The perinatal period is the time ranging from pregnancy to one-year post-childbirth and perinatal mental health can be understood as a woman’s mental health during pregnancy and a year after childbirth. Although childbirth and motherhood are said to be the most important events in a woman’s life, the pregnancy and postpartum period constitute to be the most vulnerable times for women to develop mental illnesses. Studies suggest that in spite of the fact that tiredness and stress are part and parcel of this journey of motherhood, some young mothers experience mental and psychological states that go beyond these commonly held notions of pregnancy. The escalation of these mental health issues significantly distresses the mothers and hampers their health and well-being. A number of factors such as a history of mental health problems, experiencing a traumatic pregnancy or childbirth, absence of social support during this crucial life-changing event, and even a family history of mental disorders can contribute to this issue. While anxiety and postpartum depression are observed to affect most pregnant women with prevalence rates going up to 20 percent, children of such women are also prone to experience temperament issues, cognitive and emotional delays as well as engaging in antisocial activities like violence later in life.
Perinatal period and mental health changes:
- Mood: Displaying random shifts in mood which are rather continuous and extreme such as feeling angry at one moment and cheering at the other followed by crying or sobbing may show how the hormonal changes during and after childbirth affect a women’s emotional health. The mother may encounter what is known as the baby blues which are said to fade away 2 weeks from childbirth.
- Anxiety: Experiencing nervousness and anxiousness too often, being unable to stop worrying accompanied by bodily changes such as nausea, trembling, dizziness, and having trouble sleeping are symptoms that hint at the presence of anxiety disorders.
- Depression: Feeling depressed, barely taking up activities you once enjoyed, sleeping more or less than usual, eating very large or very small portions, feeling tired all the time, having trouble concentrating, carrying low self-esteem, having feelings of guilt, losing the will to live are all indicative of undergoing postpartum depression.
- Postpartum psychosis: Childbirth can cause you to develop psychotic behavior which may translate to experiencing hallucinations, delusions, and mania.
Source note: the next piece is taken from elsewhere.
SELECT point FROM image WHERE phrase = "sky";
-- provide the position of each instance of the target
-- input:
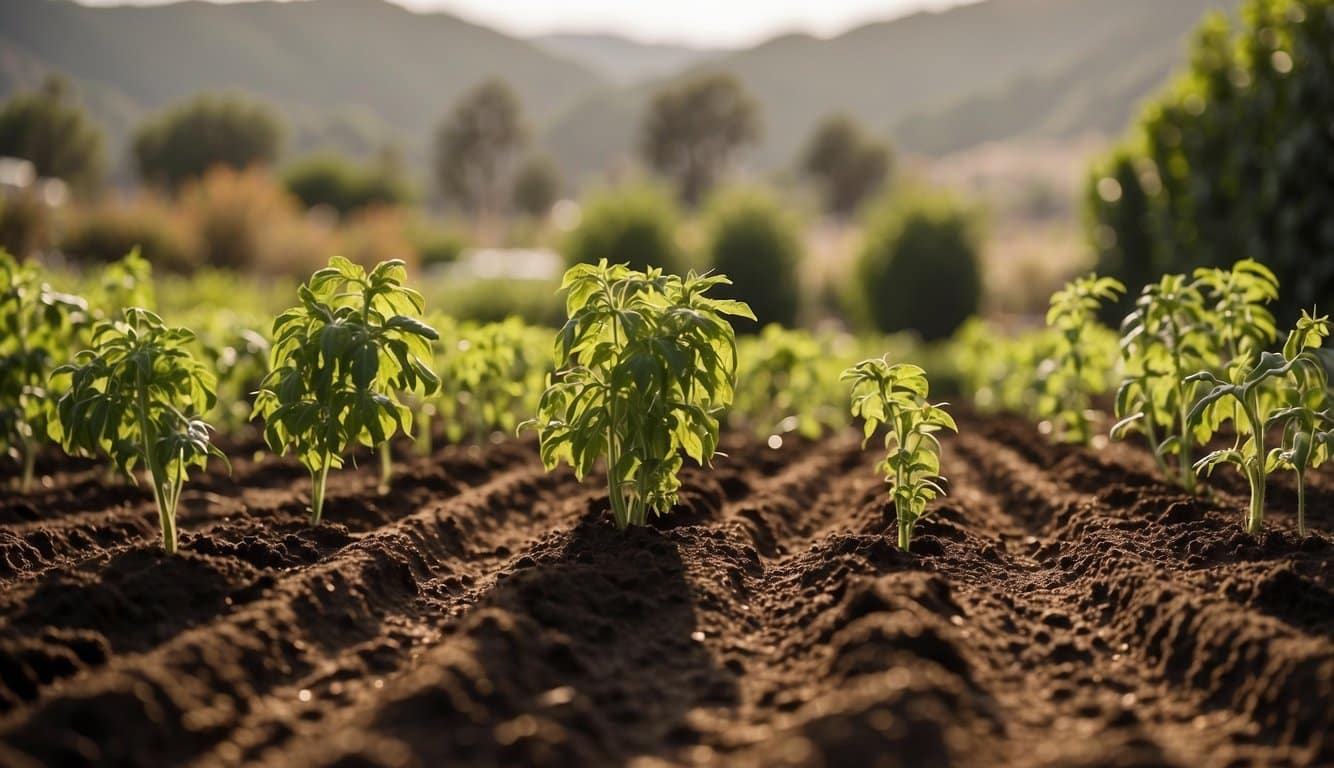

Postpartum psychosis can be severe for the mother and the infant and requires immediate medical intervention.
- Bipolar Affective Disorder: It is believed that half of those women fall prey to postpartum depression and are likely to experience postpartum bipolar disorder. Also, those who were already diagnosed with bipolar are at an elevated risk to develop postpartum depression.
Perinatal symptoms to recognize:
It is essential to recognize the following red flags so that further help could be extended to new mothers and infants.
1) New and persistent expressions of estrangement from infant feeding inadequate or incompetent as a parent
2) Changes in mental states
3) Being more irritable than usual
4) Thoughts or acts of self-harm
5) Anxiety or intrusive thoughts and other subtle symptoms
6) Shame, guilt, fear of consequences
7) Being overly concerned about the health of the baby
8) Thoughts about escaping your own life
Ways to overcome the problem:
1. Preconception advice: Having an open conversation and clearing all doubts regarding pregnancy can better prepare the mother for childbirth.
2. Psychological therapies: Seeking professional help from mental health advisors is always recommended as they may assist you through therapy or counseling to deal with many problems like depression, anxiety, and others.
3. Parent-Infant Bonding: Showering your baby with love and affection can help build healthy attachment and ensure a positive development of the infant thereby easing the mother of the burden regarding parenting.
4. Medication advice: Medical advice from doctors in severe cases is needed to ensure the health of the mother and the child.